La lutte contre ce qui n’existe plus, et peut-être jamais n’exista
Clément Bosqué écrivait pour Atlantico que certaines critiques de la série Downton Abbey jugeaient fausse la relation respectueuse entre les maîtres et les différentes classes sociales. “L’on n’a pas supporté ce tableau de la relative proximité, voire intimité, entre maîtres et valets. Par exemple, le majordome Carson considère l’aînée des Grantham comme sa propre fille ; Lord Grantham protège Bates, le valet, avec lequel il s’est lié d’amitié pendant la guerre des Boers ; le chauffeur Branson a une relation amoureuse avec Sybil, une autre fille Grantham. L’égalitarisme abstrait ayant fait partout des ravages, l’on a bêtement crié à l’idéalisme : non, les domestiques ne pouvaient être si bien considérés ; ils étaient, assurément, maltraités et, nécessairement, exploités !”. Pourquoi donc cette certitude que nos anciens étaient des êtres si brutaux et inhumains? Cette conviction s’assied-elle sur une étude longue et patiente de l’histoire des moeurs? Probablement pas. Mais son expression permet de sous-entendre que je me démarque de cet “ennemi immatériel”, et que je suis donc quelqu’un de bien.

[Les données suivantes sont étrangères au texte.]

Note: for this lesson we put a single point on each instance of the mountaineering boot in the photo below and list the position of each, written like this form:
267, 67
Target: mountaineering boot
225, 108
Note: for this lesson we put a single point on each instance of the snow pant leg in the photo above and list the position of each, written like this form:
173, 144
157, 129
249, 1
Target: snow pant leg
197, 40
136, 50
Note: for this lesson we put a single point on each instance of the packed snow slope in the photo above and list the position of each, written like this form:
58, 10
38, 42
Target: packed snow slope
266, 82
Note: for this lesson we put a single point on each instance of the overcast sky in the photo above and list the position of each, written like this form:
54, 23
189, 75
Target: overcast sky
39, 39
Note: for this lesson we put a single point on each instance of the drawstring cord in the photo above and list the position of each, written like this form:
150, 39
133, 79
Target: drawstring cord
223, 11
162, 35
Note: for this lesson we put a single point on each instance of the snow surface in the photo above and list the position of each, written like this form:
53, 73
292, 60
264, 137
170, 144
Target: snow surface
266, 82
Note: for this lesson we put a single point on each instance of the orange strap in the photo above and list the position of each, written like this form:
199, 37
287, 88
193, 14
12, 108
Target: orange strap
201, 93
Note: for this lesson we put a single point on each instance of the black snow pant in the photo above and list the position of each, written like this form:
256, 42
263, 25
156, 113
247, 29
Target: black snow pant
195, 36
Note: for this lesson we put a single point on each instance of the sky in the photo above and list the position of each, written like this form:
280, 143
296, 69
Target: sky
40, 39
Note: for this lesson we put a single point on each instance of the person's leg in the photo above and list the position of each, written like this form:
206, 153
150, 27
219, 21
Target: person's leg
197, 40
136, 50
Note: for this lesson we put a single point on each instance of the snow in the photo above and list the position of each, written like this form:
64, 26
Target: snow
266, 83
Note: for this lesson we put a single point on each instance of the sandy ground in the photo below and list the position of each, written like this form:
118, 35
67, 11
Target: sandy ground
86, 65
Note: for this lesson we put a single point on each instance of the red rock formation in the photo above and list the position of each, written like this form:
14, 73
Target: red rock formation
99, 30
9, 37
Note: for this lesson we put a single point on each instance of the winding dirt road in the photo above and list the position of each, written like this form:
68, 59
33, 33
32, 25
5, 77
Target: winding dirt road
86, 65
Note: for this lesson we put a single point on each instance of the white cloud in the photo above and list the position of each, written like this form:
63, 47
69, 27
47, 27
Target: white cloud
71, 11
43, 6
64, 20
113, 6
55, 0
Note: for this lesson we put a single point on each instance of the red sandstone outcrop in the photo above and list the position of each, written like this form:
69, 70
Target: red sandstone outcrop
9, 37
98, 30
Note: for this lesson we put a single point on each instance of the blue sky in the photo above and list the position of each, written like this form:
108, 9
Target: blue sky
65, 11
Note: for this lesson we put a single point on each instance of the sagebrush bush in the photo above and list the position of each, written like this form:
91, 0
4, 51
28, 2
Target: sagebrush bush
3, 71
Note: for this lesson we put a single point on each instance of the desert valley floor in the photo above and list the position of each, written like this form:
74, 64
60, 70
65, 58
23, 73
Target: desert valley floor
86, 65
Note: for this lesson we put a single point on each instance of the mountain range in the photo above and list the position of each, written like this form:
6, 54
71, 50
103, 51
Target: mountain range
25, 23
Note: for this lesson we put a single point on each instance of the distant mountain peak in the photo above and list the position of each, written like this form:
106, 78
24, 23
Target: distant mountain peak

L’on retrouve cette mécanique en politique, sous une forme à peine altérée. L’électeur de gauche hurlera contre les égoïstes, et ses voisins en déduiront qu’il est généreux. L’électeur de droite pestera contre les profiteurs, et il apparaîtra contributeur. Dans un sens ou dans l’autre, c’est la “société”, impersonnelle et immatérielle, qui servira de piédestal.
Un homme dans une barque, chargée de pierres, se rendit compte qu’en jetant les pierres vers l’arrière du bateau, il faisait avancer un peu son embarcation. Plus la pierre est lourde, d’ailleurs, et plus le bateau avance. Et plus une personne jette de lourdes accusations autour d’elle, et plus on en déduira qu’elle est irréprochable. Bien sûr, la propulsion d’un bateau avec des pierres est une méthode assez médiocre. Mais ça marche, tant bien que mal. L’alternative consiste à améliorer le bateau. Mais,ça, c’est beaucoup plus difficile et fatigant que de jeter une pierre.